UFlex showcases expertise in building circularity in multi-layered plastics

Ashok Chaturvedi, chairman and managing director, UFlex, shared his insights to build circularity in multi-layered plastics packaging at the Alliance to End Plastic Waste (AEPW) board meeting, held on 30 November 2022, at the New York Stock Exchange (NYSE), New York.

09 Dec 2022 | 3064 Views | By Rahul Kumar

UFlex is credited to be the first company in the world to recycle mixed plastic waste (since 1995) from its recycling facilities in Noida, and has been recognised for its efforts by the Davos Recycling Forum and by the Government of India.

At the AEPW board meeting in New York, Chaturvedi made a strong case for the continued and ubiquitous use of multi-layer mixed plastic (MLP) that provide a barrier that is required for packaging of a number of essential items including food products; enable high-speed packing; are cost-effective, and are 100% recyclable.
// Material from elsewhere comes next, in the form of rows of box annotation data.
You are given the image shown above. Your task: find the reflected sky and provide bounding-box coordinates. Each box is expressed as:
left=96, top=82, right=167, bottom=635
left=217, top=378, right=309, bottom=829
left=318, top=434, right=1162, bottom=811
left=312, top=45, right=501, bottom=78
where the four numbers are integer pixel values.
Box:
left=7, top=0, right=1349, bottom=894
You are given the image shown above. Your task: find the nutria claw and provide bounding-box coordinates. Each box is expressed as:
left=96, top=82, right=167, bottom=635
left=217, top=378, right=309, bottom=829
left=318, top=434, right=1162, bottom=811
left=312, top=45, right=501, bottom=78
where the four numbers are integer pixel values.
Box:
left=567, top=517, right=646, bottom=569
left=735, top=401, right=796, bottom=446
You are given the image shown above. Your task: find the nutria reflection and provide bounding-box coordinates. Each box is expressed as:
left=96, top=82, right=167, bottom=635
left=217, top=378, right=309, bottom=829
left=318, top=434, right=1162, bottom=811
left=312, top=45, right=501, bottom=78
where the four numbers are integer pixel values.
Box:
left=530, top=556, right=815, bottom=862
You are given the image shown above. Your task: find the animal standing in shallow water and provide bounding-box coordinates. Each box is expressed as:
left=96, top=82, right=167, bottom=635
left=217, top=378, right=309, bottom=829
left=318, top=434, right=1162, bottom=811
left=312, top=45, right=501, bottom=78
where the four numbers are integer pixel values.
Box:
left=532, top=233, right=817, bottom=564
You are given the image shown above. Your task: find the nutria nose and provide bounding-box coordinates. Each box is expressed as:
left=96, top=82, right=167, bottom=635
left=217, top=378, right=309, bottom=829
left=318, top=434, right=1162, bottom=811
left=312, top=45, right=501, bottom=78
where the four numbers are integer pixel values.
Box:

Chaturvedi’s presentation to the AEPW Board included a virtual walkthrough of the UFlex recycling facilities at Noida, Poland and Mexico to recycle and upcycle post-consumer multi-layer mixed plastic waste into value-added household and industrial plastic products such as dustbins, outdoor furniture, and more. 

UFlex runs an advanced injection moulding facility at its Noida site and this was established to recycle granules and to demonstrate various possibilities to the moulding industry. Today, decorative, functional, engineering parts, household and office products, and hundreds of other articles are being manufactured with recycled granules at UFlex’s recycling facilities. 

UFlex has recycled more than half a million tonnes of multi-layer mixed plastic waste so far and has spent more than 20 million US dollars in the last financial year at its Poland and Mexico sites. 

As an industry leader in building sustainable flexible packaging solutions, UFlex runs a global sustainability initiative called Project Plastic Fix. This initiative is aligned with the company’s sustainability approach of four Rs to tackle the challenge of reducing stock and flow of plastic waste in the environment — reduce plastic at source by manufacturing and using films made from PCR; recycle via upcycling and downcycling of MLP and PET containers, covers, other articles and bottles; reuse as source substitution via pyrolysis and return to the planet in the form of biomass, if the plastic waste remains uncollected.

Chaturvedi volunteered to provide technical knowledge and related support to any organisation or country that would like to replicate and scale recycling infrastructure to pivot to a circular economy. He urged brand owners and civic bodies across regions and countries to collaborate and strengthen the recycling value chain.